Busty as a bee
But this has more to do with what my small mistake implies. We've all become much too busy to even check what we're saying. Other than making spelling mistakes, which I take particular offence to, as I have a superiority complex when it comes to my ability to put alphabets in the correct order, I just don't have the mind space to keep up with everything. I haven't baked in ages, I picked up a book after eight months, I miss most of my choir rehearsals, haven't taken a proper holiday in ages, don't notice Mia shredding my socks joyfully under my nose, don't realize Sid has cracked a joke and is laughing hysterically at his own wit, don't get to socialize with my friends too much as I prefer curling up on the couch when I get the chance and do a general moan about how busy I am. I know almost everyone is in the same boat as me, as it just seems to be the way things are in general, but it is interesting to see how different people handle it.
While I tear my hair out and snap that "I can't right now", Sid on the other hand is an absolute marvel when it
comes to handling stress or a generally busy period. He'll be deep in the middle of sorting out his taxes (finance time of the month is generally the time I want to run out of the house screaming) and I will hear the most ridiculous sound coming from his laptop. In fact it sounds suspiciously like an angry bird being launched into the air and hitting some ridiculously green pigs! Further investigation reveals that he is in fact launching birds at pigs! "What? I needed a break!" I look at him in horror, because I would be so tense to finish something, I'd rather keep at it and relax later. Forty five minutes later, he's ordering an ice cream sundae on the phone. "What? I needed something sweet!" He had actually completed his taxes and was on to his next bit of work and also on to his next break! An hour and a half later I walk into the next room and catch him in a swirling haze of fur, locked in fierce battle with Mia who is at her frisky best and indulging in a spot of wrestling. I spot them in mid air as they both come crashing down in a rather spectacular slam, merging into a mutant man-a-dog, two heads sprouting from underneath a pillow, paws and large caveman feet intertwined. I must look astonished because ten minutes ago he was deep in the middle of a deadline to send over a client's photographs. Apparently he's done with that and taking a break. While I'm still banging my head about the hundred things I'm trying to do together, he's done 3 big chunks of time consuming work and looks fresh as a daisy, with a roguish dog pinned under his arm, a smile on his face and the remnants of some chocolate sauce on his cheek (which the dog was now trying to sneakily lick off under the pretence of sudden affection for the brute who had pinned her to the bed). Other than the inspiration Sid took from an article in the Times of India on how one should take a break every 90 minutes in order to be more efficient (he could have written that article to be honest), I realized how calm he generally remains even when he's got a lot on his plate.

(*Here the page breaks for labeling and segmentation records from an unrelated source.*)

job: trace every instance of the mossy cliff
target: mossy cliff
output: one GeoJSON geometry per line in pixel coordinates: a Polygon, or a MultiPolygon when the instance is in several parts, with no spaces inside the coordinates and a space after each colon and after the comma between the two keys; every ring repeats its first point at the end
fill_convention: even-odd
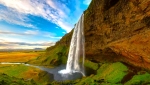
{"type": "Polygon", "coordinates": [[[92,0],[85,11],[86,58],[150,70],[150,1],[92,0]]]}
{"type": "MultiPolygon", "coordinates": [[[[92,0],[84,14],[86,59],[121,61],[150,70],[149,0],[92,0]]],[[[72,32],[37,60],[43,65],[65,63],[72,32]]]]}

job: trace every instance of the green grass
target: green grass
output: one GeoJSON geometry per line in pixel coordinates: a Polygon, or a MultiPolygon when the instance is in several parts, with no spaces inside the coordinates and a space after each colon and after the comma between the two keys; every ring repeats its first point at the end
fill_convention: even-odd
{"type": "Polygon", "coordinates": [[[125,85],[150,85],[150,74],[145,73],[141,75],[135,75],[133,78],[125,83],[125,85]]]}
{"type": "Polygon", "coordinates": [[[127,74],[128,68],[121,62],[103,64],[98,70],[94,79],[104,79],[105,82],[120,83],[127,74]]]}
{"type": "Polygon", "coordinates": [[[94,62],[91,62],[89,60],[85,60],[84,65],[86,67],[89,67],[89,68],[93,69],[93,70],[97,70],[98,69],[98,63],[94,63],[94,62]]]}
{"type": "Polygon", "coordinates": [[[38,85],[44,85],[53,80],[52,75],[47,72],[25,65],[0,65],[0,73],[7,74],[9,77],[22,78],[24,80],[33,79],[38,85]]]}
{"type": "Polygon", "coordinates": [[[9,76],[20,77],[21,74],[29,69],[28,66],[25,65],[10,65],[10,66],[1,66],[0,72],[5,73],[9,76]]]}
{"type": "Polygon", "coordinates": [[[0,73],[0,85],[37,85],[34,80],[24,80],[0,73]]]}

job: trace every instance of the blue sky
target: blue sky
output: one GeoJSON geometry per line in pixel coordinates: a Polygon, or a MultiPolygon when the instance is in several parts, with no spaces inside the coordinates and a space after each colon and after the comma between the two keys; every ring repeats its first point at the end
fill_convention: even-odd
{"type": "Polygon", "coordinates": [[[91,0],[0,0],[0,49],[54,45],[70,32],[91,0]]]}

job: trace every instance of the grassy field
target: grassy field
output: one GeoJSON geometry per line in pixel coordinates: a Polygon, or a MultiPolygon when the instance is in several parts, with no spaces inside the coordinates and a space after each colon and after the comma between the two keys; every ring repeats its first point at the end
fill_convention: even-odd
{"type": "Polygon", "coordinates": [[[38,68],[25,65],[0,65],[0,73],[10,77],[23,78],[24,80],[34,80],[39,85],[45,85],[52,81],[51,76],[38,68]]]}
{"type": "Polygon", "coordinates": [[[0,52],[0,62],[27,62],[43,53],[41,51],[0,52]]]}
{"type": "MultiPolygon", "coordinates": [[[[20,51],[20,52],[0,52],[0,62],[28,62],[42,56],[44,51],[20,51]]],[[[35,67],[20,65],[0,64],[0,74],[9,77],[23,78],[24,80],[34,80],[39,85],[45,85],[51,81],[50,75],[35,67]]]]}

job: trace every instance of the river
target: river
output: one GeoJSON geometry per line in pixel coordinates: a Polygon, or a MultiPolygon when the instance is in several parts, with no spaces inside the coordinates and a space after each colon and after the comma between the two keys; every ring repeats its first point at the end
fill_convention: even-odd
{"type": "Polygon", "coordinates": [[[11,63],[11,62],[1,62],[0,64],[22,64],[22,65],[26,65],[26,66],[31,66],[31,67],[35,67],[38,68],[40,70],[46,71],[49,74],[53,74],[54,80],[55,81],[64,81],[64,80],[75,80],[78,78],[82,78],[82,74],[81,73],[72,73],[72,74],[59,74],[58,71],[65,69],[66,65],[60,65],[54,68],[47,68],[44,66],[35,66],[35,65],[31,65],[31,64],[25,64],[25,63],[11,63]]]}

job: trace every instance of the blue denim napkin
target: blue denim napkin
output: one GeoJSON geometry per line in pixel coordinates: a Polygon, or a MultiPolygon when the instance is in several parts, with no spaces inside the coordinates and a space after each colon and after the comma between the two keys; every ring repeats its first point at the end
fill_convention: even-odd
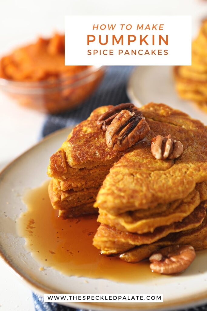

I, on the other hand, rant and rave and snap and snarl and just want to get everything done with rather than thinking about it later. Except as we've all realized that there is no escaping 'later'. There will always be 1001 things to finish and launching an angry bird or your dog into the air every now and then won't change that. My general rule has always been to do things outside of work like yoga or dance classes or choir or whatever you want; have a healthy work life balance with socializing, holidaying, etc; try not to look at my blackberry after 8 in the evening (I am addicted so this will probably not happen); not take work calls after 8 or on weekends (which I am getting really good at) and so on. Unfortunately, I fell into a panicked stupor over the last 8 months or so where I've neglected much of what I enjoy in the attempt to keep up with work. I've done ok with that, but like I said I've been a bit too involved in it to enjoy everything else I used to. It's not going to be easy not to stress out about things since I'm a natural at it, but I have to start somewhere. So my much delayed post on this blog is my start; my waking up bleary eyed yesterday after reading a book late into previous night was worth it, and I am going to use my oven after 4 months tomorrow. Also, I'm sure if I walk into the next room right now, I'll be in time to participate in a rather furious wrestling match between man and dog and emerge as a part of magnificent three-headed creature! There's always time for that!